Архип был хорошим мастером, многую работу Кузьма уже доверял ему одному, но в те дни он не мог работать, а как ушла Белянка, был сам не свой (видел Кузьма, как на прощание жалостливо и тоскливо взглянула она на обомлевшего сразу Архипа). Кузьма все понял, но терпеть плохую работу Архипа не стал, разгневался, накричал с добрым матом и велел ему ехать в город. Он частенько отправлял Архипа отвозить заказчикам их изделия, тем самым знакомил его с различными людьми – как-никак будущий мастер!
Возвращался Архип веселый и тут же с прежним рвением брался за работу, не щадил себя. А после вновь просился в город. Кузьма не сразу понял, что Архип виделся там со своей любимой.
– В богадельне живет, стало быть? – спрашивал Кузьма. Архип кивал:
– Тяжко ей там. Говорит, нищие и убогие сами друг у друга воруют, дерутся часто. Сторонится она всех.
Кузьма понимал, к чему клонит Архип и почему решил жениться на ней.

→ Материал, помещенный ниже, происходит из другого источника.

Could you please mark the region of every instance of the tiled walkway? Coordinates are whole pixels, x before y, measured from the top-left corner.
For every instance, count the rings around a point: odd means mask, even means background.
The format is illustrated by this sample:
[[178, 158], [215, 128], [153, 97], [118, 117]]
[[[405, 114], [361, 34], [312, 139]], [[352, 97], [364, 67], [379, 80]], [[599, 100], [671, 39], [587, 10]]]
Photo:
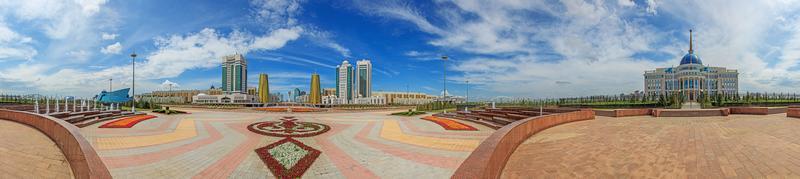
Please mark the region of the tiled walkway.
[[504, 178], [798, 178], [800, 120], [786, 114], [597, 117], [547, 129]]
[[115, 178], [274, 178], [255, 150], [284, 138], [254, 133], [248, 125], [284, 116], [330, 126], [316, 136], [294, 137], [321, 151], [303, 178], [447, 178], [493, 132], [473, 123], [467, 124], [478, 131], [447, 131], [422, 116], [389, 112], [189, 111], [130, 129], [96, 124], [81, 132]]
[[24, 124], [0, 119], [0, 178], [73, 178], [55, 142]]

– Ну коли так, забирай ее к нам в дом. Нам тут баба давно нужна…
…На свадьбу были созваны соседи, друзья и знакомцы Кузьмы – купцы, ратники, различные мастера и даже другие кузнецы. Осматривали отлаженный дом, выстроенную мастерскую, дивились, завидовали, хвалили. Знакомились с женихом, наследником Кузьмы, хотя тот не видел и не слышал ничего от волнения.
Кузьма один, заменяя обоим молодым их покойных родителей, благословлял стоявших пред ним на коленях Архипа и Белянку своей старой семейной иконой, а после обоих целовал и прятал скупые мужские слезы.
Свадьба была по-новгородски чинная и раздольная. Огромный стол, укрытый узорчатой скатертью, ломился от яств. Пили, хором пели, плясали, славили молодых, и даже когда отвели смущающихся жениха и невесту в приготовленную для них спальню, продолжили гулять, а после будили их грохотом бьющихся о дверь глиняных горшков.
Едва ли не сразу после свадьбы пришли известия о новом походе государя на Казань, всюду собирали людей. Архип к тому времени много услышал от жены о том, как разорена была ее деревня, как погибло все то, что она любила когда-то (много плакала по ночам и вскакивала во сне, порой мерещился за окном какой-то татарин с прицепленной к седлу корзиной), как издевались казанцы над пленниками, как нещадно казнили порой без вины. Славила Бога за то, что ей повезло намного больше. Архип слушал и злился от бессилия повлиять на все это. И теперь, когда в Новгород пришло известие о сборе ополчения, он сразу возжелал идти – влекло его желание бить нещадно проклятую татарву, мстить за страдания любимой супруги, за страдание всего русского народа – играла молодая кровь. Но предстоял разговор с Кузьмой и Белянкой.
Жена, конечно, плакала, но ничего не смела сказать. Кузьма бранил с матом, хлопаньем дверей и битьем кулаком по столу:
– Куда тебе идти? Ты воин разве? А ежели что с твоей головой случится? Зачем бабу в жены взял тогда, испортил? Что ей делать опосля? А мне как быть? Кому все это оставить?